Class BaseTokenizer

    • Field Detail

      • TOKENIZER_DEBUG_PROVIDER

        public static final ICommentProvider TOKENIZER_DEBUG_PROVIDER
    • Constructor Detail

      • BaseTokenizer

        public BaseTokenizer()
    • Method Detail

      • tokenizeWords

        public Token[] tokenizeWords​(java.lang.String strOrig,
                                     ITokenizer.StemmingMode stemmingMode)
        Breaks a string into word-only tokens. Numbers, tags, and other non-word tokens are NOT included in the result. Stemming can be used depending on the supplied ITokenizer.StemmingMode.

        This method is used to find fuzzy matches and glossary entries.

        Results can be cached for better performance.

        Specified by:
        tokenizeWords in interface ITokenizer
      • tokenizeWordsToStrings

        public java.lang.String[] tokenizeWordsToStrings​(java.lang.String str,
                                                         ITokenizer.StemmingMode stemmingMode)
        Description copied from interface: ITokenizer
        Breaks a string into word-only strings. Numbers, tags, and other non-word tokens are NOT included in the result. Stemming can be used depending on the supplied ITokenizer.StemmingMode.

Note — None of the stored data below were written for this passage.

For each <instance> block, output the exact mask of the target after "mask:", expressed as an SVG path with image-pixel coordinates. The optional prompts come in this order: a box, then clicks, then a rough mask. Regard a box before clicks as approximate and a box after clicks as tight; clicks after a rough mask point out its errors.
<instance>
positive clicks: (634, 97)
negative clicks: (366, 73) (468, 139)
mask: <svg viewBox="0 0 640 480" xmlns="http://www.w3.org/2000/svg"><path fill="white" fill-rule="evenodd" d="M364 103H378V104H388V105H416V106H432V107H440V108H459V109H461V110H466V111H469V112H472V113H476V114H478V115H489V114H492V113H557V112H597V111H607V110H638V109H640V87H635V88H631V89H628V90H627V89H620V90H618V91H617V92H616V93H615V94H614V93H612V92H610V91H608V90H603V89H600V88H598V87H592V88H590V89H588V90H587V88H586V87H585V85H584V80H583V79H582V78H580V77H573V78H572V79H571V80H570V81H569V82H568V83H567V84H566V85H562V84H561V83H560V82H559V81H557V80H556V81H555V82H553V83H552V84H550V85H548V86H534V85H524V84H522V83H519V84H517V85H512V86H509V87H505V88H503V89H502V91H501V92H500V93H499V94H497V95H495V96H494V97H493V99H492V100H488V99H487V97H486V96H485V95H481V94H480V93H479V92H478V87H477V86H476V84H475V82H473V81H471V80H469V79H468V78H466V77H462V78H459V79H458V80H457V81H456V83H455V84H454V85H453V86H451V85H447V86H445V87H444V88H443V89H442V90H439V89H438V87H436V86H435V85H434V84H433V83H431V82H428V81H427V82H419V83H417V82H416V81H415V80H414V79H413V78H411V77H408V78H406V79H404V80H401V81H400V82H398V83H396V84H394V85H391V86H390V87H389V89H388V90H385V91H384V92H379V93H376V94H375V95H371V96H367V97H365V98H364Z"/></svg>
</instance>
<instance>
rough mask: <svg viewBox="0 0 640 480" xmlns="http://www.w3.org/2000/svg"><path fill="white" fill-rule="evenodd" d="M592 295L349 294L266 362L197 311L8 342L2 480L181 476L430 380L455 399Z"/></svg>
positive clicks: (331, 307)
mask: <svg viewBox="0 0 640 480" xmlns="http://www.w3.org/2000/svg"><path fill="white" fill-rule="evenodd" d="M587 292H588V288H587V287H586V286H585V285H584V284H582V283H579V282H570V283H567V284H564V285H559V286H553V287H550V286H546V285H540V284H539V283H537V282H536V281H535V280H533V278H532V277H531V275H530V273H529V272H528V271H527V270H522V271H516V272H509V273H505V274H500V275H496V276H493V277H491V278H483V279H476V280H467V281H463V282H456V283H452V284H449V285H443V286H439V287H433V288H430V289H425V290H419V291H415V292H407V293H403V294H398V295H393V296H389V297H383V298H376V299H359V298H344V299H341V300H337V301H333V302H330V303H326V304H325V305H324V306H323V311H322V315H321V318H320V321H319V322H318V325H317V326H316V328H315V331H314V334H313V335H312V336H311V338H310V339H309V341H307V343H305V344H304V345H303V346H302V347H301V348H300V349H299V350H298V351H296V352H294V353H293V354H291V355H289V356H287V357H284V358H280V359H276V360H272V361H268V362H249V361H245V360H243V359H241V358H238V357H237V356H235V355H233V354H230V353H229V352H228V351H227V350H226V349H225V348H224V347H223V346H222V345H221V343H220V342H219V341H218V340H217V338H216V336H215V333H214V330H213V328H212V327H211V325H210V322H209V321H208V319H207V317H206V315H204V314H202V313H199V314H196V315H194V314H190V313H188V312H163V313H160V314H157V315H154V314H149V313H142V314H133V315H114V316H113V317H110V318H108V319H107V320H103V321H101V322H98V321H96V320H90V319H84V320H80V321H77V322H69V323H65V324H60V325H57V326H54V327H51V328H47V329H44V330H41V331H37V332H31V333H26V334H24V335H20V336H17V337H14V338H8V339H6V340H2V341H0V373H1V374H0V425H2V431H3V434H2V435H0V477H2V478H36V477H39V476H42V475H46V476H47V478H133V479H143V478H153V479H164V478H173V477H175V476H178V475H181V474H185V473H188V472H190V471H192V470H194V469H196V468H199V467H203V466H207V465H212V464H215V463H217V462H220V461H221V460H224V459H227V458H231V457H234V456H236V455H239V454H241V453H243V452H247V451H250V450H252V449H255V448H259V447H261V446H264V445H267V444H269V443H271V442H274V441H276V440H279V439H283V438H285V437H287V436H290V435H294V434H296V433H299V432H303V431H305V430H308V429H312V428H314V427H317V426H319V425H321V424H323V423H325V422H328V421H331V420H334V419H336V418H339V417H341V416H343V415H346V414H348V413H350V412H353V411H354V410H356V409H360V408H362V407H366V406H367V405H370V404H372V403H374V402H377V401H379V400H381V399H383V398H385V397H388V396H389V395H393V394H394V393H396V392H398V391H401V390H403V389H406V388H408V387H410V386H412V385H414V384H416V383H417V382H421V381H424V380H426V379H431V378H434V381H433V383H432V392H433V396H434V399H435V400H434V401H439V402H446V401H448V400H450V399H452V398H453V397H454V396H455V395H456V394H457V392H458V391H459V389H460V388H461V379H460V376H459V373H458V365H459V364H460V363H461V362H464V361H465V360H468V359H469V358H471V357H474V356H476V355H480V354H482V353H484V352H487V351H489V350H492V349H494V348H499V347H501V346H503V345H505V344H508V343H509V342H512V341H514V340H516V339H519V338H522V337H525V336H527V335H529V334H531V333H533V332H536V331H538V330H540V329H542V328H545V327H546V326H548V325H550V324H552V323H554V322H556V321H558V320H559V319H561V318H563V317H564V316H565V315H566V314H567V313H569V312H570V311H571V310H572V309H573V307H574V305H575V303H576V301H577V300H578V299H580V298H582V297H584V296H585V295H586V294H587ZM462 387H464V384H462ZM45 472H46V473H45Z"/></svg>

        When stemming is used, both the original word and its stem may be included in the results, if they differ. (The stem will come first.)

        This method used for dictionary lookup.

        Results are not cached.

        Specified by:
        tokenizeWordsToStrings in interface ITokenizer
      • tokenizeVerbatim

        public Token[] tokenizeVerbatim​(java.lang.String strOrig)
        Breaks a string into tokens. Numbers, tags, and other non-word tokens are included in the result. Stemming is NOT used.

        This method is used to mark string differences in the UI and to tune similarity.

        Results are not cached.

        Specified by:
        tokenizeVerbatim in interface ITokenizer
      • tokenizeVerbatimToStrings

        public java.lang.String[] tokenizeVerbatimToStrings​(java.lang.String str)
        Description copied from interface: ITokenizer
        Breaks a string into strings. Numbers, tags, and other non-word tokens are included in the result. Stemming is NOT used.

        This method is used to mark string differences in the UI and for debugging purposes.

        Results are not cached.

        Specified by:
        tokenizeVerbatimToStrings in interface ITokenizer
      • getSupportedLanguages

        public java.lang.String[] getSupportedLanguages()
        Description copied from interface: ITokenizer
        Return an array of language strings (xx-yy) indicating the tokenizer's supported languages. Meant for tokenizers for which the supported languages can only be determined at runtime, like the HunspellTokenizer.

        Indicate that this should be used by setting the Tokenizer annotation to contain only Tokenizer.DISCOVER_AT_RUNTIME.

        Specified by:
        getSupportedLanguages in interface ITokenizer